Kriter > Dosya > Dosya / Partilerin Karnesi |

SP 2014’ün Altına Düştü


Saadet Partisi 31 Mart’ta 2014 yerel seçiminde aldığı oyun 0,13 puan gerisinde kaldı ve giderek düşen performansına bir yenisini daha ekledi.

SP 2014 ün Altına Düştü
Saadet Partisi’nin 31 Mart seçimlerinde aday gösterdiği İdris Naim Şahin FETÖ operasyonu kapsamında kapatılan Zaman gazetesine destek olmaya gitmişti.

Türkiye demokratik olgunluk içerisinde ve yüksek bir katılım oranıyla 31 Mart yerel seçimlerini tamamladı. Seçimin ardından partilerin oyu ve siyasal ağırlığı ortaya çıkmaya başladı. Demokrasi yarışı milletin iradesinin tecelli etmesiyle sonuçlandı. AK Parti ve Cumhur İttifakı’nın diğer bileşeni MHP toplumun tüm kesimlerinden oy alarak bir kez daha Türkiye partisi olma hüviyetine sahip olduklarını tescilledi. Böylece Akdeniz ve Ege bölgeleri hariç Türkiye’nin her bölgesinde üstünlük sağlayan AK Parti ve Başkan Recep Tayyip Erdoğan başarı hikayesine bir yenisini daha eklemiş oldu.

31 Mart yerel seçiminin birbirinden farklı birçok özelliği içinde barındıran bir ayrıcalığa sahip olduğunu ifade etmek gerekir. Öncelikle 2018’de hayata geçirilen yeni sistemin ilk sınavı olma özelliğine sahip bir seçimdir. Bu anlamda ortaya çıkan tablo zaman zaman parlamenter sisteme dönüş naraları atan muhalefet partilerinin tüm olumsuz yakarışlarına rağmen yeni sistemin adım adım kalıcı hale gelmeye ve kök salmaya başladığını göstermiştir. Böylece başarılı bir biçimde ilk sınavını veren Cumhurbaşkanlığı hükümet sistemi önemli bir eşiği aşmış ve demokratik konsolidasyonu inşa edecek biçimde kurumsallaşma için yeni bir imkan elde etmiştir.
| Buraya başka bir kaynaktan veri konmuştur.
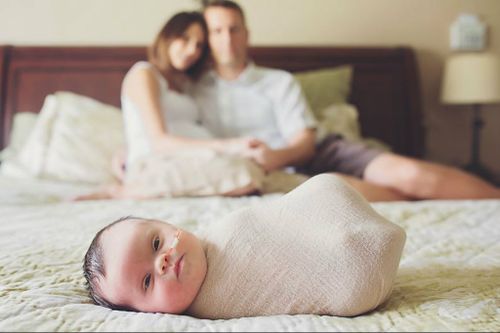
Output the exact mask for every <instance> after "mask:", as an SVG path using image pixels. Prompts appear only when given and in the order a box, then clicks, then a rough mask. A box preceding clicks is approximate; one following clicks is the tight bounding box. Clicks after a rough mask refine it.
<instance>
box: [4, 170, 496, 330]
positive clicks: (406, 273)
mask: <svg viewBox="0 0 500 333" xmlns="http://www.w3.org/2000/svg"><path fill="white" fill-rule="evenodd" d="M88 189H89V187H84V186H82V185H75V184H65V183H54V182H48V181H37V182H33V181H20V180H12V179H7V178H1V177H0V219H1V220H0V249H1V250H0V330H1V331H31V330H34V331H42V330H45V331H82V330H84V331H457V330H460V331H481V330H482V331H500V311H499V308H500V300H499V298H498V295H500V284H499V281H500V255H499V253H500V242H499V241H500V228H499V227H498V224H499V222H500V200H481V201H466V200H464V201H422V202H416V203H411V202H398V203H384V204H380V203H379V204H374V208H375V209H376V210H377V211H378V212H380V213H381V214H382V215H384V216H385V217H387V218H388V219H389V220H391V221H393V222H395V223H397V224H398V225H400V226H402V227H403V228H404V229H405V230H406V232H407V241H406V246H405V249H404V252H403V257H402V260H401V265H400V269H399V272H398V276H397V278H396V285H395V289H394V292H393V294H392V296H391V297H390V298H389V301H388V302H387V303H386V304H384V305H383V306H382V307H380V308H379V309H377V310H376V311H374V312H372V313H369V314H367V315H363V316H359V317H355V318H340V317H333V316H313V315H298V316H271V317H255V318H241V319H233V320H199V319H196V318H192V317H188V316H178V315H165V314H146V313H131V312H120V311H111V310H109V309H105V308H102V307H99V306H96V305H93V304H91V302H90V299H89V298H88V297H87V295H86V292H85V290H84V279H83V276H82V274H81V264H82V258H83V255H84V253H85V251H86V249H87V247H88V245H89V243H90V241H91V239H92V237H93V235H94V234H95V232H96V231H97V230H98V229H99V228H101V227H103V226H105V225H106V224H108V223H109V222H110V221H112V220H113V219H116V218H118V217H121V216H124V215H130V214H132V215H139V216H144V217H153V218H159V219H166V220H169V221H171V222H173V223H176V224H178V225H180V226H182V227H184V228H188V229H190V230H192V231H194V232H196V231H198V230H200V228H202V227H205V226H209V225H210V223H211V222H213V221H214V220H216V219H218V218H220V217H221V216H224V215H225V214H227V213H228V212H230V211H232V210H234V209H237V208H238V207H241V206H243V205H246V204H249V203H250V202H257V201H264V200H273V199H274V198H275V197H277V196H278V195H279V194H273V195H267V196H265V197H245V198H220V197H213V198H191V199H189V198H179V199H161V200H149V201H133V200H123V201H88V202H61V201H60V198H61V197H69V196H72V195H74V194H76V193H78V192H80V191H84V190H88Z"/></svg>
Bu yerel seçimin tartışılan konularından birisi de Saadet Partisi’nin (SP) alacağı oy ve onun genel başkanı Temel Karamollaoğlu’nun siyasal geleceğiydi. Çünkü SP 30 Mart 2014 yerel seçimleri ve 10 Ağustos cumhurbaşkanı seçimi başta olmak üzere sonraki seçimlerin tümünde toplumsal tabanının aksine ana muhalefet partisi CHP’nin yanında pozisyon almıştı. Süreç içinde de facto Millet İttifakı’nın bileşenlerinden birisi olarak sürekli parlatıldı. Farklı güç odakları veya politika mühendislerinin bu “politik yatırım”ının nasıl sonuç vereceği merak konusuydu. Resmi olmayan sonuçlara göre Türkiye genelinde yüzde 2,63 oy alabilen SP “sadece” 9 ilçede başkanlık yarışını birincilikle tamamlayabildi. Bu oran 2014’ün bile gerisindeydi. Genel başkan Karamollaoğlu aksini açıklamış olsa da 0,13 puanlık oy kaybıyla tamamlanan yarış ortada başarıdan öte büyük bir hezimetin olduğunu gösteriyor. Yani seçimin temel kaybedenlerinden biri de SP olmuştur.

Yanlış Yol Haritası

Her şeyden önce şu noktanın altını çizelim: SP sahiciliğini, inandırıcılığını ve gerçek sorunlara temas eden politik dilini kaybetti. Aslında Erbakan tarafından teorize edilen Milli Görüş fikriyatı Türk toplumunun gerçek sorunlarına temas eden, haksızlık ve adaletsizliklere karşı çözüm önerisinde bulunan kapsamlı bir boyuta sahipti. Ancak Erbakan’ın vefatıyla bu hareket yaşamış olduğu akıl tutulmasının etkisiyle siyasal perspektifini, yerliliğini ve milliliğini kaybetmeye başladı. Bir şekilde Türkiye’nin bekasını hedef alan odakların hizasına savruldu. Bunun etkisiyle bir önceki genel başkan Mustafa Kamalak ve mevcut genel başkan Temel Karamollaoğlu döneminde partinin rotası tamamen değişti.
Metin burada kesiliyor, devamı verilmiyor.